Promover o debate que transforma as cidades é a ambição do documentário Bikes vs. Carros do diretor sueco Frederik Gertten. Filmado ao redor do mundo e com São Paulo como cidade de destaque, o documentário pedala por novos e antigos caminhos.

O título denuncia o conflito de planejamento urbano em curso mundo afora. Ao explicitar a rivalidade entre dois veículos de transporte individual, o título do filme traz uma abordagem negativa em relação as dinâmicas urbanas. Acaba remetendo ao protesto e denuncismo.
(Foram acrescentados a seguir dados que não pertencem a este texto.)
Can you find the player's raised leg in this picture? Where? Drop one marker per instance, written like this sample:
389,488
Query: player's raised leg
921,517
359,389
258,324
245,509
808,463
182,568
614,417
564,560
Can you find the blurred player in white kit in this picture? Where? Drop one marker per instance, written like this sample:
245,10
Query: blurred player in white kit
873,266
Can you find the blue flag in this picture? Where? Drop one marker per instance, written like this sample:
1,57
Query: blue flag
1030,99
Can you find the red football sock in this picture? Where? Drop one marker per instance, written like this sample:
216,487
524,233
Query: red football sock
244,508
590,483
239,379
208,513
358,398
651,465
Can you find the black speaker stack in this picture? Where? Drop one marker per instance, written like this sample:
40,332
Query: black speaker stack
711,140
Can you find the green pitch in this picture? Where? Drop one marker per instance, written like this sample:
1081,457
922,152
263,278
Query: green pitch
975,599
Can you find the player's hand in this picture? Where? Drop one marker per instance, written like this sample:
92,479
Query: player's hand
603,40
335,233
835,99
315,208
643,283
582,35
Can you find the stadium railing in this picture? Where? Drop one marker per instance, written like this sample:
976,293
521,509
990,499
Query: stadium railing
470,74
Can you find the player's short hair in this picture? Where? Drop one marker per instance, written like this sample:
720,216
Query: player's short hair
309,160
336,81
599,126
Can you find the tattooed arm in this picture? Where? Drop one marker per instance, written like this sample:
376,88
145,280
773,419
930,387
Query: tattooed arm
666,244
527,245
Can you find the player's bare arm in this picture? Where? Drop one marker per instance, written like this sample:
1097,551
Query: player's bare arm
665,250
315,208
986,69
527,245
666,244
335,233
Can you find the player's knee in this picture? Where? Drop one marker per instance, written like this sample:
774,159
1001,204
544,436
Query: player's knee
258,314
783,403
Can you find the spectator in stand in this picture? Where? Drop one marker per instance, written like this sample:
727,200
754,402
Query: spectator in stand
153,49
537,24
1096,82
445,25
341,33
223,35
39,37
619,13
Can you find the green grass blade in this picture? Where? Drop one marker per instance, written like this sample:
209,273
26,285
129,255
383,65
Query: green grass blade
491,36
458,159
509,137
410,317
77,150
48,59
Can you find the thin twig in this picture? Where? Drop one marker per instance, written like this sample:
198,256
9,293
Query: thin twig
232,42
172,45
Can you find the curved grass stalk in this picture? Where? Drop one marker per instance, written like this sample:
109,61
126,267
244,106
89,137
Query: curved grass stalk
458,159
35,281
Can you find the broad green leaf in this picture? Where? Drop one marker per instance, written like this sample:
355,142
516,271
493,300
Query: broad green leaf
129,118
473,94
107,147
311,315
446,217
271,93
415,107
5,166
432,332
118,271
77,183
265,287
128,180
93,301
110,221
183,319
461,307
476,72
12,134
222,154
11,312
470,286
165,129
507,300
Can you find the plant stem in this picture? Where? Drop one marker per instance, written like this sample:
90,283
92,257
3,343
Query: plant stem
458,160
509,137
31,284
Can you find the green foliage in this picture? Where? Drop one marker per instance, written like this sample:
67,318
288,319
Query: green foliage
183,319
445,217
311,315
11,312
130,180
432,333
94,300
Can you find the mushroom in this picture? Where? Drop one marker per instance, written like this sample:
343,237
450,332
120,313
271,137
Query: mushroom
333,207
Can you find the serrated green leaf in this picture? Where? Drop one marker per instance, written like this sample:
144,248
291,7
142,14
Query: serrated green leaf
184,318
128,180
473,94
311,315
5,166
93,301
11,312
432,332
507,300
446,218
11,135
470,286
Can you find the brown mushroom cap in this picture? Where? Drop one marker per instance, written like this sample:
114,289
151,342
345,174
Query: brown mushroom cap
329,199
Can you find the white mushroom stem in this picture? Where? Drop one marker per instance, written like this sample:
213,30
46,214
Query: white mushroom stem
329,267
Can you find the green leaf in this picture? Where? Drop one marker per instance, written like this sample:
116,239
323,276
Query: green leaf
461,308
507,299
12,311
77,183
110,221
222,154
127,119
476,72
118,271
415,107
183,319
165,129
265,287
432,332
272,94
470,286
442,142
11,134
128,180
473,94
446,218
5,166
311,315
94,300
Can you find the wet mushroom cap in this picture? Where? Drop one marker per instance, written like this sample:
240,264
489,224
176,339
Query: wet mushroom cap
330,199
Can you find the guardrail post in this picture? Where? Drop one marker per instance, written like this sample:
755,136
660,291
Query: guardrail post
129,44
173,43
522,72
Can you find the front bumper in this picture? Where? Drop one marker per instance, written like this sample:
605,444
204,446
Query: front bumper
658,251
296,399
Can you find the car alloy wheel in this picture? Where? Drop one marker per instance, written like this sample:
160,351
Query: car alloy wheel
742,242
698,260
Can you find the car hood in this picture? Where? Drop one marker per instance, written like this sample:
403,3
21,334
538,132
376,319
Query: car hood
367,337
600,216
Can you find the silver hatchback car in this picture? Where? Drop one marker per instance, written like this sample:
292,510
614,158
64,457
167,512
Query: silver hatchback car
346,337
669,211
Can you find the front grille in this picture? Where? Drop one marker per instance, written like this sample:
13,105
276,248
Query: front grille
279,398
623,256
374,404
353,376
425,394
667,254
Felizmente, a história e seus personagens são mais leves e com uma postura em geral menos belicosa.

Em pouco mais de uma hora de projeção, é possível ter uma panorama geral de como as cidades ao longo do século XX se tornaram espaços de circulação automotiva e como atualmente essa situação está mudando. Os ciclistas são personagens fundamentais desse redesenho urbano pela reflexão que a bicicleta propicia aos ciclista, mas principalmente pela comunidade que se forma para garantir melhores condições para quem pedala em ambientes urbanos hostis.

Para o diretor, São Paulo é a cidade que ainda tem escolhas, Los Angeles é a urbe refém do rodoviarismo e Copenhague o paraíso das bicicletas. Através dessas 3 realidades é que se constrói o eixo narrativo do filme. Primeiro o problema da (i)mobilidade urbana que atualmente parece um problema sem solução, as imagens e personagens levam o espectador à beira do desespero. Mas assim como em uma aventura em desenho animado, após a mais difícil das situações há o renascimento da esperança que atinge o ápice na conclusão da história.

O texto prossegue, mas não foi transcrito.